Best parts of the annual Jeff Bezos’ letters to stakeholders

Dmytro Voloshyn
Growth hacking blog
4 min readApr 20, 2020

Last weekend I was fascinated by Jeff Bezos’ letters to Amazon shareholders.

Here are my favorite parts from every year if you want to save 3 hours not reading it all (despite it being worth it). I skipped some years as they are too boring.

1997: Day 0

It is all about long-term[…] We first measure ourselves in terms of the metrics most indicative of our market leadership: customer and revenue growth, the degree to which our customers continue to purchase from us on a repeat basis, and the strength of our brand.

1998: The most customer-centric company ever

I constantly remind our employees to be afraid, to wake up every morning terrified. Not of our competition, but of our customers. Our customers have made our business what it is, they are the ones with whom we have a relationship, and they are the ones to whom we owe a great obligation. And we consider them to be loyal to us — right up until the second that someone else offers them a better service.

1999: Operational excellence

To us, operational excellence implies two things: delivering continuous improvement in customer experience and driving productivity, margin, efficiency, and asset velocity across all our businesses.

2000: Dot-com bubble

…the company is better positioned today than it was a year ago, why is the stock price so much lower than it was a year ago? As the famed investor Benjamin Graham said, ‘‘In the short term, the stock market is a voting machine; in the long term, it’s a weighing machine.’’ Clearly there was a lot of voting going on in the boom year of ’99 — and much less weighing. We’re a company that wants to be weighed, and over time, we will be — over the long term, all companies are. In the meantime, we have our heads down working to build a heavier and heavier company.

2002: Amazon flywheel

Traditional stores face a time-tested tradeoff between offering high-touch customer experience on the one hand and the lowest possible prices on the other. How can Amazon.com be trying to do both?
The answer is that we transform much of customer experience — such as unmatched selection, extensive product information, personalized recommendations, and other new software features — into largely a fixed expense. With customer experience costs largely fixed (more like a publishing model than a retailing model), our costs as a percentage of sales can shrink rapidly as we grow our business. Moreover, customer experience costs that remain variable — such as the variable portion of fulfillment costs — improve in our model as we reduce defects. Eliminating defects improves costs and leads to better customer experience.

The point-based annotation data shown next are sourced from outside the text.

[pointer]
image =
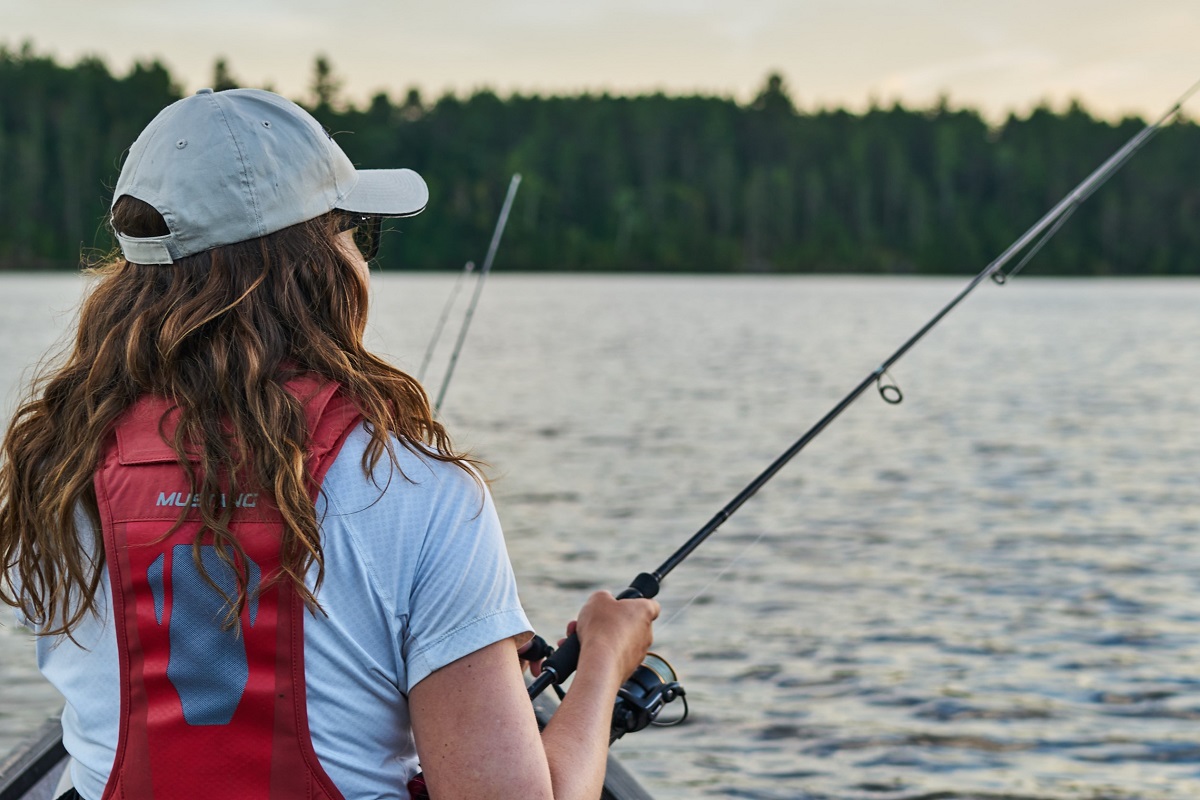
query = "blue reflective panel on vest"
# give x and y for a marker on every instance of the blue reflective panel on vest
(154, 577)
(208, 660)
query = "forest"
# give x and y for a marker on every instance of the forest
(649, 182)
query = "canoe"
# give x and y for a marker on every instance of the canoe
(33, 769)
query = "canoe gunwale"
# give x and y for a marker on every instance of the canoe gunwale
(33, 761)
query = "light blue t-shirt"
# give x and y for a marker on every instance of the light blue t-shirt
(417, 576)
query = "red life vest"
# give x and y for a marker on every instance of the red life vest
(207, 710)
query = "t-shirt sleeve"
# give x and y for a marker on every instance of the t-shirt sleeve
(463, 594)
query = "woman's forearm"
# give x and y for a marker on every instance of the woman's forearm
(576, 739)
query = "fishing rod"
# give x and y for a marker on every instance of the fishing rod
(442, 320)
(637, 705)
(479, 288)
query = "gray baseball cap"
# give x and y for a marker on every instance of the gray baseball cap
(223, 167)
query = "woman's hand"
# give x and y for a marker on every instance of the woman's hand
(616, 632)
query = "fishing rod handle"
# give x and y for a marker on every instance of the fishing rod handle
(559, 666)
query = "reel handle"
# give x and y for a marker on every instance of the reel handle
(563, 662)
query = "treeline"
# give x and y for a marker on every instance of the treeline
(647, 182)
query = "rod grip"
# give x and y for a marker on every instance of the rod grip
(559, 666)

2003: First mention of A/B testing

When we launched Instant Order Update, we were able to measure with statistical significance that the feature slightly reduced sales. Good for customers? Definitely. Good for shareowners? Yes, in the long run.

2004: Negative capital advantage

We have a cash generative operating cycle because we turn our inventory quickly, collecting payments from our customers before payments are due to suppliers.

2005: Math vs. intuition

Math-based decisions command wide agreement, whereas judgment-based decisions are rightly debated and often controversial, at least until put into practice and demonstrated. Any institution unwilling to endure controversy must limit itself to decisions of the first type. In our view, doing so would not only limit controversy — it would also significantly limit innovation and long-term value creation.

2006: Intro of AWS

Our established businesses are well-rooted young trees. They are growing, enjoy high returns on capital, and operate in very large market segments. These characteristics set a high bar for any new business we would start. Before we invest our shareholders’ money in a new business, we must convince ourselves that the new opportunity can generate the returns on capital our investors expected when they invested in Amazon. And we must convince ourselves that the new business can grow to a scale where it can be significant in the context of our overall company.

2008: Financial crisis

Stay heads down, focused on the long term and obsessed over customers. Long-term thinking levers our existing abilities and lets us do new things we couldn’t otherwise contemplate[…[] We have strong conviction that customers value low prices, vast selection, and fast, convenient delivery and that these needs. It is difficult for us to imagine that ten years from now, customers will want higher prices, less selection, or slower delivery.

2009: Goal-setting

Our annual goal setting process begins in the fall, and concludes early in the new year after we’ve completed our peak holiday quarter. Our goal setting sessions are lengthy, spirited, and detail- oriented. We have a high bar for the experience our customers deserve and a sense of urgency to improve that experience.

2010: The very technical one

Our technologies are almost exclusively implemented as services: bits of logic that encapsulate the data they operate on and provide hardened interfaces as the only way to access their functionality. This approach reduces side effects and allows services to evolve at their own pace without impacting the other components of the overall system. Service-oriented architecture — or SOA — is the fundamental building abstraction for Amazon technologies.

2016: Philosophical one

There are many advantages to a customer-centric approach, but here’s the big one: customers are always beautifully, wonderfully dissatisfied, even when they report being happy and business is great. Even when they don’t yet know it, customers want something better, and your desire to delight customers will drive you to invent on their behalf.